First, as shown in FIG. 5A, a conductive material layer 24 made of aluminum, molybdenum, chromium, or an alloy of a predetermined thickness is formed on the transparent substrate 11. Then, as shown in Fig. 5B, by patterning using a known photolithography method, a plurality of scanning lines 16 which are etched and removed to grow laterally and the gates which line the scanning lines 16 are formed. The storage capacitor line 18 is formed between the electrode G and the plurality of scanning lines 16, respectively. 5B, the storage capacitor electrode 18a formed by widening the gate electrode G extending from the scanning line 16 and a part of the storage capacitor line 18 is shown.

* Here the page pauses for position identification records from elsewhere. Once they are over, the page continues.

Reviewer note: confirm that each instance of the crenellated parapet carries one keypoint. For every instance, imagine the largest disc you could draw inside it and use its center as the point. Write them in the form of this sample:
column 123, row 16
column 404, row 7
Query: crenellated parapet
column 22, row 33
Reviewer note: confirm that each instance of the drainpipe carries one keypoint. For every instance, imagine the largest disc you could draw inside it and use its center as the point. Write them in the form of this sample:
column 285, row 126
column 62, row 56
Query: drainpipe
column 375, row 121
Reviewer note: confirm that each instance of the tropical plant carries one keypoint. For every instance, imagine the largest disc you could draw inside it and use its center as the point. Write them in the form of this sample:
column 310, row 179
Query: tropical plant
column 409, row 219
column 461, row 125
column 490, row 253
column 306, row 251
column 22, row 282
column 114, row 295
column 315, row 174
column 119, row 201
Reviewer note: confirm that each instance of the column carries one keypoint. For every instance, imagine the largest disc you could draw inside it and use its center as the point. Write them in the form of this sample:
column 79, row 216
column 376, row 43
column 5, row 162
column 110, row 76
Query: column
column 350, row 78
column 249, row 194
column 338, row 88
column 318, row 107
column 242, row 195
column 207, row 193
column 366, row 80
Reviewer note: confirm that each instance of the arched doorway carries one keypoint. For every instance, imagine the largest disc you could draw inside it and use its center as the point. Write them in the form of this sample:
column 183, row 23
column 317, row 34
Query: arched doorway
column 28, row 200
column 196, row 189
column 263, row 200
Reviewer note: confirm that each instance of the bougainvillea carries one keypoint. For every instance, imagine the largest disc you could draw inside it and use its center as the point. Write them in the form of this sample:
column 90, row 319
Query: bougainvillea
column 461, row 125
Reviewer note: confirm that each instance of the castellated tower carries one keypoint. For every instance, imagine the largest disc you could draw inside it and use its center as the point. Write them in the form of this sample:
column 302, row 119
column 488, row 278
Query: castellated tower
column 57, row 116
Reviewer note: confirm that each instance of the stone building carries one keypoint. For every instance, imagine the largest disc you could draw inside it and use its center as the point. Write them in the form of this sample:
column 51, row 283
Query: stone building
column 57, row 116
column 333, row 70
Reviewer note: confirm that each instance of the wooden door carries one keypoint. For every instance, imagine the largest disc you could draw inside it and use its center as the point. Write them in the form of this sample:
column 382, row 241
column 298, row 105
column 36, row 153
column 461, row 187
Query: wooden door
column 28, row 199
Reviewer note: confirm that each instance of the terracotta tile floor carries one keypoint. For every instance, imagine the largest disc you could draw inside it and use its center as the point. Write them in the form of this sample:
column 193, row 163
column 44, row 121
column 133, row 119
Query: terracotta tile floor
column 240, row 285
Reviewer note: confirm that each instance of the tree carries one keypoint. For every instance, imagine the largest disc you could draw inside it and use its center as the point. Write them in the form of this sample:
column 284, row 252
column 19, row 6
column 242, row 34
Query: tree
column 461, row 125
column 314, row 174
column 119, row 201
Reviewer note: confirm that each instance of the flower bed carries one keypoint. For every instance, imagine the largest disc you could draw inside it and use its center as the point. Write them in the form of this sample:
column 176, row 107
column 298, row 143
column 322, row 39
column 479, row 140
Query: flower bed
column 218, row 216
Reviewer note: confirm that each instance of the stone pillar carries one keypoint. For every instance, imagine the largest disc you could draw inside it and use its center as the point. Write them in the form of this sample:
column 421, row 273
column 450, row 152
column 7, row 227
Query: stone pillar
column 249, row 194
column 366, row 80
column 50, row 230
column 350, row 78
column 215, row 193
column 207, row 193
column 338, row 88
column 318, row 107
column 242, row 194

Next, as shown in Fig. 5C, the transparent substrate 11 on which the scanning line 16 and the auxiliary capacitance line 18 are formed by the above process is heated to a high temperature, for example, 350 DEG C in a vacuum apparatus, According to the method, the insulating film 25 of the 1st layer which consists of silicon nitride of predetermined thickness (for example, 1000 micrometers) is formed in the surface by plasma CVD (Chemical Vapor Depositioin) method. Thereafter, the temperature of the transparent substrate 11 having the first insulating film 25 formed thereon is lowered to a temperature lower than the initial temperature, for example, 250 ° C. For example, the second insulating layer 26 made of 3000 ns of silicon nitride is formed. Both the insulating film 25 of the first layer and the insulating layer 26 of the second layer serve as gate insulating films. Further, the semiconductor layer 19 made of, for example, an a-Si layer and an n ⁺ a-Si layer is formed on the entire surface of the insulating layer 26 of the second layer (for example, a-Si layer 1800 kPa). And n ⁺ a-Si layer 500 Hz).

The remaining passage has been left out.